Recall that: \(\nabla \mathbb{E}_\tau [R_{k}] = \mathbb{E}_\tau \big[ R_k \sum_{t=0}^{k-1} \nabla \ln \pi(A_t|S_t) \big]\).

\[\begin{aligned} \therefore \nabla J(\mathbb{\theta}) &= \sum_{k=0}^{T-1} \gamma^k \mathbb{E}_\tau \big[ R_{k+1} \sum_{t=0}^{k} \nabla \ln \pi(A_t|S_t) \big] \\ &= \mathbb{E}_\tau \Big[ \sum_{k=0}^{T-1} \big( \gamma^k R_{k+1} \sum_{t=0}^{k} \nabla \ln \pi(A_t|S_t) \big) \Big] \end{aligned}\]

Like before, representing the terms in the expectation in a triangle:

\(R_1 L_0\)
\(\gamma R_2 L_0\)	\(\gamma R_2 L_1\)
\(\gamma^2 R_3 L_0\)	\(\gamma^2 R_3 L_1\)	\(\gamma ^2 R_3 L_2\)
\(\vdots\)		\(\ddots\)
\(\gamma^{T-1} R_T L_0\)	\(\gamma^{T-1} R_T L_1\)	\(\dots\)	\(\gamma^{T-1}R_T L_{T-1}\)
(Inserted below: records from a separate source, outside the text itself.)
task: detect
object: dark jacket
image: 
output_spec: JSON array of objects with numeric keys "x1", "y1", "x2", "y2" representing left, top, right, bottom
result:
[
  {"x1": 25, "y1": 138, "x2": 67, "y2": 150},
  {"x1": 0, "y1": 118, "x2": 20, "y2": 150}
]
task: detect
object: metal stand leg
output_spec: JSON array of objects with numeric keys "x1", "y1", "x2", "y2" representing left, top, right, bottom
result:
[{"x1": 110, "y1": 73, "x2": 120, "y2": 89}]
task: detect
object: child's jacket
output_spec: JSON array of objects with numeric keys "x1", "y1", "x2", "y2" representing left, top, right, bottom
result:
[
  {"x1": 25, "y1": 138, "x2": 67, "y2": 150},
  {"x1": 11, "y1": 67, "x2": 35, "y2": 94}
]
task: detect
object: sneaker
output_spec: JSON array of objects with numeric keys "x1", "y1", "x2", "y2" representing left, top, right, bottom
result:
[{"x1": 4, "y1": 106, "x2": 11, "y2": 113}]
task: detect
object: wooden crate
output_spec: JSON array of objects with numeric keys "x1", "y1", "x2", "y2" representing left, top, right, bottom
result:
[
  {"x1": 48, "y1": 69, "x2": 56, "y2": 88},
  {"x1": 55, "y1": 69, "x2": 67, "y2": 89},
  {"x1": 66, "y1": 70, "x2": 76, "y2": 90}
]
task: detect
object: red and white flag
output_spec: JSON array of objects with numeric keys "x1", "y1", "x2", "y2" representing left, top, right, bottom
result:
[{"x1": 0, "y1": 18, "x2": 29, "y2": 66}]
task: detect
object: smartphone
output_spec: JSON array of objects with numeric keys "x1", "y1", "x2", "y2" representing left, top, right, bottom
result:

Re-writing the above sum of terms column-wise instead of row-wise:

\[\begin{aligned} \nabla J(\mathbb{\theta}) &= \mathbb{E}_\tau \Big[ \sum_{t=0}^{T-1} \big( \nabla \ln \pi (A_t|S_t) \sum_{k=t}^{T-1} \gamma^k R_{k+1} \big) \Big] \\ &= \mathbb{E}_\tau \Big[ \sum_{t=0}^{T-1} \big( \nabla \ln \pi (A_t|S_t) \gamma^t \sum_{k=t}^{T-1} \gamma^{k-t} R_{k+1} \big) \Big] \\ &= \mathbb{E}_\tau \Big[ \sum_{t=0}^{T-1} \nabla \ln \pi (A_t|S_t) \gamma^t G_t \Big] \\ \implies \nabla J(\mathbb{\theta}) &= \mathbb{E}_\tau \Big[ \sum_{t=0}^{T-1} \gamma^t G_t \nabla \ln \pi_\mathbb{\theta} (A_t|S_t) \Big] \end{aligned}\]

Tadaa!

Hope this helps! As usual, do let me know in case you spot any typos.